Raising Explicit Events in the Postlude

Explicit events are raised in the rule postlude with a raise statement. You can raise events from a postlude like so:

raise <domain> event <expr> [for <expr>] [attributes <expr>]

The event name is given by the <expr>. The expression is evaluated and the resulting string is used as the event name.

Because the event name is an expression, you must use a string rather than using a bare word.

If you want to raise an event on a schedule, please refer to the schedule documentation.

Attributes Clause

The attributes clause allows the developer to add event attributes to the event. The expression that follows the attributes key word must evaluate to a map. The keys and values in the map will be used as event attributes. This is particularly useful when you want to pass through all, or most, of the attributes that the current rule received:

raise some_domain event "foo" attributes event:attrs

This raises the event some_domain:foo with all of the attributes that were passed into the enclosing rule.

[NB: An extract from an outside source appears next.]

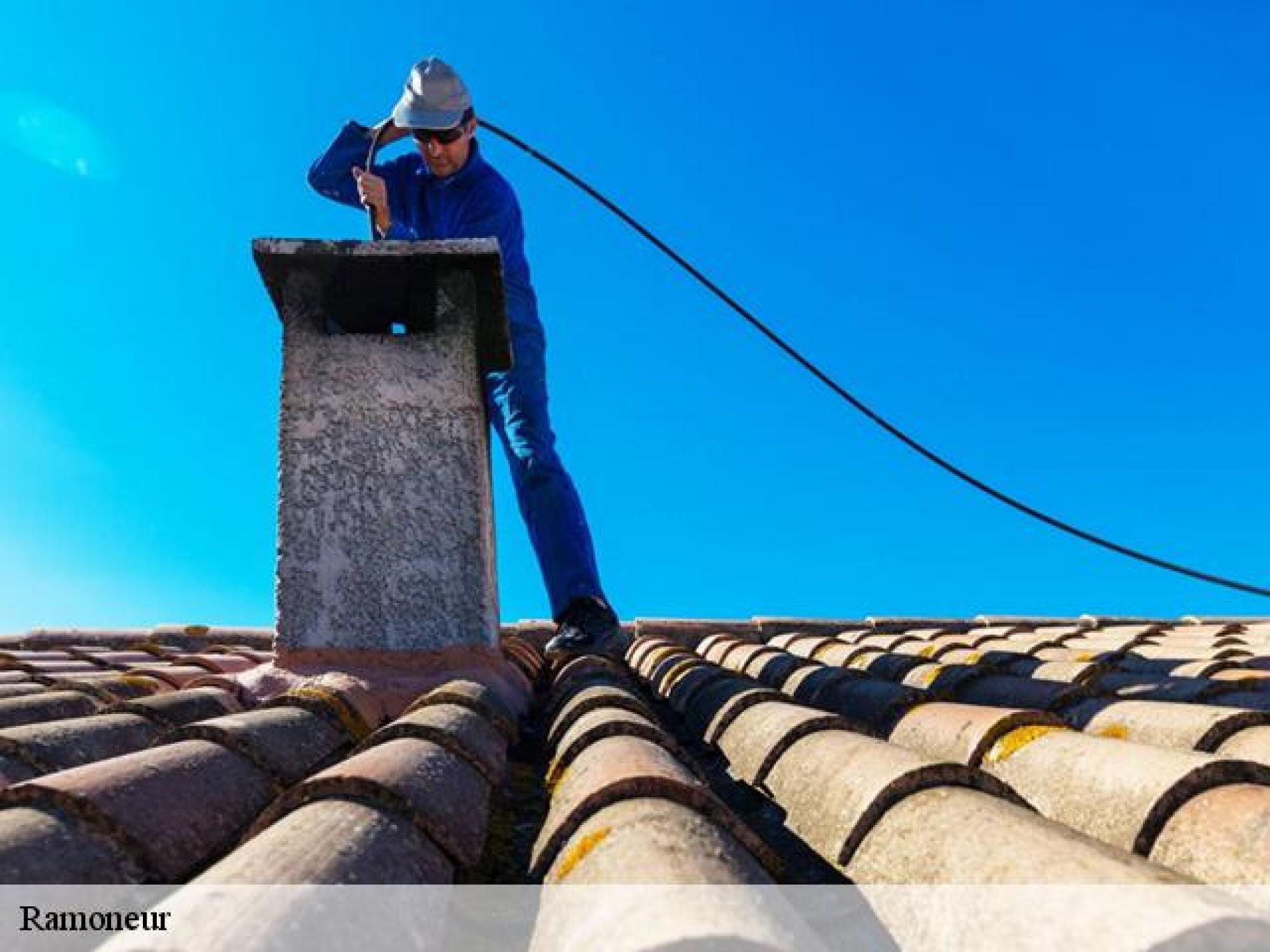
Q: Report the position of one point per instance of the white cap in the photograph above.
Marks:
(435, 98)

What Rulesets See an Explicit Event?

You can control which rulesets see an explicit event using the optional for clause. 

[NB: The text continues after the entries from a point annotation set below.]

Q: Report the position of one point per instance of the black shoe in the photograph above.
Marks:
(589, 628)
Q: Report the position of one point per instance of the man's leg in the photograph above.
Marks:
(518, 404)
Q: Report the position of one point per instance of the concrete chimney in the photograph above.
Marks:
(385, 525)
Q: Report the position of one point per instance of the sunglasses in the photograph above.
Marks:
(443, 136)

The for clause is followed by an expression that is evaluated to determine which rule sets should see the event. The result must be a string, giving the target ruleset ID or an array of target rulesets. At the moment, the system will use the version of the current ruleset.

In the Sky Event API, explicit events will be raised to any ruleset that an entity has installed unless a for clause is present. You can specify the current ruleset using meta:rid from the meta library.

Like any other postlude statement, explicit events can be guarded:

raise explicit event "foo" attributes { "a" : "hello", "b" : 4 + x } if (flipper == "two");

The event in the preceding example will only be raised if the variable flipper has the value "two".

Explicit events allow KRL programmers to chain rules together. Rule chaining is good for modularization, error handling, preprocessing, and abstraction.